Для Сомса Флёр была загадкой. Его почти обманывала её беспечная весёлость. Почти – так как он всё- таки замечал, что глаза её часто глядят неподвижно в пространство и что поздно ночью из окна её спальни падает на траву отсвет лампы. О чём размышляла она в предрассветные часы, когда ей следовало спать? Он не смел спросить, что у неё на уме; а после того короткого разговора в бильярдной она ничего ему не говорила.
В эту-то пору замалчивания и случилось, что Уинифрид пригласила их к себе на завтрак, предлагая после завтрака пойти на «презабавную маленькую комедию – „Оперу нищих“, и попросила их прихватить с собою кого-нибудь четвёртого. Сомс, державшийся в отношении театров вполне определённого правила – не смотреть ничего, принял приглашение, так как Флёр держалась обратного правила – смотреть все. Они поехали в город на автомобиле, взяв с собою Майкла Монта, который был на седьмом небе от счастья, так что Уинифрид нашла его „очень забавным“. „Опера нищих“[74] привела Сомса в недоумение. Персонажи все очень неприятные, вещь в целом крайне цинична. Уинифрид была «заинтригована»… костюмами. И музыка тоже пришлась ей по вкусу. Накануне она слишком рано пришла в «Оперу» посмотреть балет и застала на сцене певцов, которые битый час бледнели и багровели от страха, как бы по непростительной небрежности не изобразить мелодию. Майкл Монт был в восторге от всей постановки. И все трое гадали, что о ней думала Флёр. Но Флёр о ней не думала. Её навязчивая идея стояла у рампы и пела дуэт с Полли Пичем,[75] кривлялась с Филчем, танцевала с Дженни Дайвер, становилась в позы с Люси Локит, целовалась, напевала, обнималась с Мэкхитом . Губы Флёр улыбались, руки аплодировали, но старинный комический шедевр затронул её не больше, чем если бы он был сентиментально слезлив, как современное «Обозрение». Когда они снова уселись в машину и поехали домой, ей было больно, что рядом с ней не сидит вместо Майкла Монта Джон.
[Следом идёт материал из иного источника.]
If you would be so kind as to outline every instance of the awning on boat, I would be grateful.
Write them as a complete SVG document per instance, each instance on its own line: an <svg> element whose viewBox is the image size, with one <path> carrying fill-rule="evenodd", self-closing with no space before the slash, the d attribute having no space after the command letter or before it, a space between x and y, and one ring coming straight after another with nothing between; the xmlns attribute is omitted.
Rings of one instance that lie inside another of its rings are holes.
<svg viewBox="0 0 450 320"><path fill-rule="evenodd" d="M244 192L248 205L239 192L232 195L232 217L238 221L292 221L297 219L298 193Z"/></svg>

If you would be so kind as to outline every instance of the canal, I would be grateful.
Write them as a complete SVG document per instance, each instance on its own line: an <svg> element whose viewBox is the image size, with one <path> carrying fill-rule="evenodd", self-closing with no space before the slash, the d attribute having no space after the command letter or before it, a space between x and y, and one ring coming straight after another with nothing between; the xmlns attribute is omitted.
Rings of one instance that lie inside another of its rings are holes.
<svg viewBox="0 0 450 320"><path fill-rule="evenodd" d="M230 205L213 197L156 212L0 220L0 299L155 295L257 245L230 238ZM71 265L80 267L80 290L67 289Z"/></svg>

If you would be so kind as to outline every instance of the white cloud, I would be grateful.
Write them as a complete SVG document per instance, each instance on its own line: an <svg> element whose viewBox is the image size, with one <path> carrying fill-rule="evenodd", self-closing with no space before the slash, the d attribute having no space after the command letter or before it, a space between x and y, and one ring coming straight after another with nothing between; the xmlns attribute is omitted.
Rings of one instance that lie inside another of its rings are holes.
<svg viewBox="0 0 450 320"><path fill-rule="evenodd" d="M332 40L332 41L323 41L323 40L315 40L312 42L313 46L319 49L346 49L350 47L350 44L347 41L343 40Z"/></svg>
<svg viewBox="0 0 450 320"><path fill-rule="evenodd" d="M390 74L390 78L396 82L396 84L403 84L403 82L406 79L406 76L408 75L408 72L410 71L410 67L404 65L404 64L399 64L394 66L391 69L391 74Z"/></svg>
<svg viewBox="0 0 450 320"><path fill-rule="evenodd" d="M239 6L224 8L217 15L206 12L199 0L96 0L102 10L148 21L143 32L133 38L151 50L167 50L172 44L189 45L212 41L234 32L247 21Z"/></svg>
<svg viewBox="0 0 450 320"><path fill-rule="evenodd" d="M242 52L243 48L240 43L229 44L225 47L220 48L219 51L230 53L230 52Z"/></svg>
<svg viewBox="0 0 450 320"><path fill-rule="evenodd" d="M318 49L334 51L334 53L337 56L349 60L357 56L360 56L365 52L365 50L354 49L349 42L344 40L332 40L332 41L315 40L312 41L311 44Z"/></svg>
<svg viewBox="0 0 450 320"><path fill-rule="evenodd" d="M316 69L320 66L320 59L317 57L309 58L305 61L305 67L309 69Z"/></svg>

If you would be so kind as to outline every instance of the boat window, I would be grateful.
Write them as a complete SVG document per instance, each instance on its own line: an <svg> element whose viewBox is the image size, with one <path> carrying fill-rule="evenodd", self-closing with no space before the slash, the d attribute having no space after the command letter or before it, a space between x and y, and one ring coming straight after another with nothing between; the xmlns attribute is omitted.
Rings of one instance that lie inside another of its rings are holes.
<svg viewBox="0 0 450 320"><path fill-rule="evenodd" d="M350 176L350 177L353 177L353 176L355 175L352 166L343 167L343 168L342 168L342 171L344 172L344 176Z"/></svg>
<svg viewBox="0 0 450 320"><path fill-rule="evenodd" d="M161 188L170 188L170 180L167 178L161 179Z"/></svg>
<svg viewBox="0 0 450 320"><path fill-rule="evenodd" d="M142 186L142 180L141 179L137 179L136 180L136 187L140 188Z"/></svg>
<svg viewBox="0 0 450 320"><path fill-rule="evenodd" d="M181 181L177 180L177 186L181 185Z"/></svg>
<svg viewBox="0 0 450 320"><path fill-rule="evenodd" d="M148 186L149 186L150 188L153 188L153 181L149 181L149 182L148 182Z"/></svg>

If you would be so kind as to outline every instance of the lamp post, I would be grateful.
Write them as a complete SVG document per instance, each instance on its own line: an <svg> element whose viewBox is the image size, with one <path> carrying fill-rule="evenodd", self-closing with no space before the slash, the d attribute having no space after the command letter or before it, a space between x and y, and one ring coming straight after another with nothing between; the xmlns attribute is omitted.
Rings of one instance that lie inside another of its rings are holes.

Когда на крутом повороте плечо молодого человека, словно случайно, коснулось её плеча, она подумала только: «Если б это было плечо Джона!» Когда его весёлый голос, приглушённый её близостью, болтал что- то, пробиваясь сквозь шум мотора, она улыбалась и отвечала, думая про себя: «Если б это был голос Джона!» И раз, когда он сказал: «Флёр, вы прямо ангел небесный в этом платье! „, она ответила: „Правда? Оно вам нравится?“ – а сама подумала: «Если б Джон видел меня в этом платье!“
Во время этой поездки созрело её решение. Она отправится в Робин-Хилл и повидается с ним наедине; возьмёт машину, не предупредив ни словом ни Джона, ни своего отца. Прошло десять дней с его письма, больше она не может ждать. «В понедельник поеду!» Принятое решение сделало её благосклонней к Майклу Монту. Когда есть, чего ждать впереди, можно терпеливо слушать и давать ответы. Пусть остаётся обедать; делает очередное предложение; пусть танцует с нею, пожимает ей руку, вздыхает – пусть делает что угодно. Он докучен только, когда отвлекает её от навязчивой идеи. Ей даже было жаль его, насколько она могла сейчас жалеть когонибудь, кроме себя. За обедом он, кажется, ещё более дико, чем всегда, говорил о «крушении твердынь – Она не очень-то прислушивалась, зато отец её как будто слушал внимательно, с улыбкой, означавшей несогласие или даже возмущение.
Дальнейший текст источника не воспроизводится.